The enemy isn’t spending alone, it is unproductive guilt, per the experts.
Tracking expenses and budgeting is tedious and time-consuming, and “Girl Math” highlights that there may be budgeting irregularities that are difficult to balance out over time, said Morris.
Even so, Barrow says people shouldn’t feel guilty spending their hard-earned money on things that give them joy.

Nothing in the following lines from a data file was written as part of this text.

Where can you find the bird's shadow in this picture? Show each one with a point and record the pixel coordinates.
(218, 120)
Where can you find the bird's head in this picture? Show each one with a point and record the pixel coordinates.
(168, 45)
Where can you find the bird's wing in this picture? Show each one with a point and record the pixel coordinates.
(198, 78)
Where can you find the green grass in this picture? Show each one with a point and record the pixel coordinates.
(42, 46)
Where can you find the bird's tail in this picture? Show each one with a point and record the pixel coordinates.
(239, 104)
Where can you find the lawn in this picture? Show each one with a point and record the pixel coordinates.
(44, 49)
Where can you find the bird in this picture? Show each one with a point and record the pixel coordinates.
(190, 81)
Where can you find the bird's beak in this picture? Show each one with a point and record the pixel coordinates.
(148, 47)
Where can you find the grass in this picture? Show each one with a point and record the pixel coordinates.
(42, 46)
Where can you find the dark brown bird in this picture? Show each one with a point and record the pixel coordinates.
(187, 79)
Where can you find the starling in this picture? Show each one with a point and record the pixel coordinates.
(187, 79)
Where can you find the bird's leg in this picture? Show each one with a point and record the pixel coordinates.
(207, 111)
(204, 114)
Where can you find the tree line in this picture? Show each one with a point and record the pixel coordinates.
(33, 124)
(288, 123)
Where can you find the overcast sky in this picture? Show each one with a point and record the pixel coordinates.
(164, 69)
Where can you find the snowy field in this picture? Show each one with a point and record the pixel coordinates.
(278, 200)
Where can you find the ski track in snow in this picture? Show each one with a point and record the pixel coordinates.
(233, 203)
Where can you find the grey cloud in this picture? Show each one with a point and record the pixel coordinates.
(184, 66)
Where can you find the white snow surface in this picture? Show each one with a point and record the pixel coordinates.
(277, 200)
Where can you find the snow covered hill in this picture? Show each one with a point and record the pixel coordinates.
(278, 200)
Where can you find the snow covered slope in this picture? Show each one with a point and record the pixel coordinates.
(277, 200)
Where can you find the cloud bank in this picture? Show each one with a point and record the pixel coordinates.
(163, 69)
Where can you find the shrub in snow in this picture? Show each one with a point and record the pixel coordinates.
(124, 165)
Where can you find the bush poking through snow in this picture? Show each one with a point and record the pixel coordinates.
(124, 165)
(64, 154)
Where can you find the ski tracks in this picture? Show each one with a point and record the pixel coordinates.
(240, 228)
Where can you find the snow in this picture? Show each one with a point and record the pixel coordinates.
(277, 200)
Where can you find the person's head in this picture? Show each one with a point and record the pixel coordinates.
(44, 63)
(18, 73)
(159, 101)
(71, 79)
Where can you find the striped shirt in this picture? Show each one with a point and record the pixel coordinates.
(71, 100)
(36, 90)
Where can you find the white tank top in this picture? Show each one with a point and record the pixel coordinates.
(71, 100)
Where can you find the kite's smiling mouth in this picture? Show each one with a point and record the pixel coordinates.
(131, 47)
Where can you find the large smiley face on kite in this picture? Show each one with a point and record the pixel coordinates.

“In fact, I encourage treating yourself to that latte or concert ticket and recommend budgeting for such purchases as part of your long-term financial plan,” she added.
Barrow advocates for the 50-30-20 method: using 50% of your income for essentials — like rent and bills — 30% on wants — like gigs and dining out — and 20% for a rainy day emergency fund.
Financial educator Ellis even suggests setting aside money for savings or an emergency fund every time you make a “Girl Math” purchase.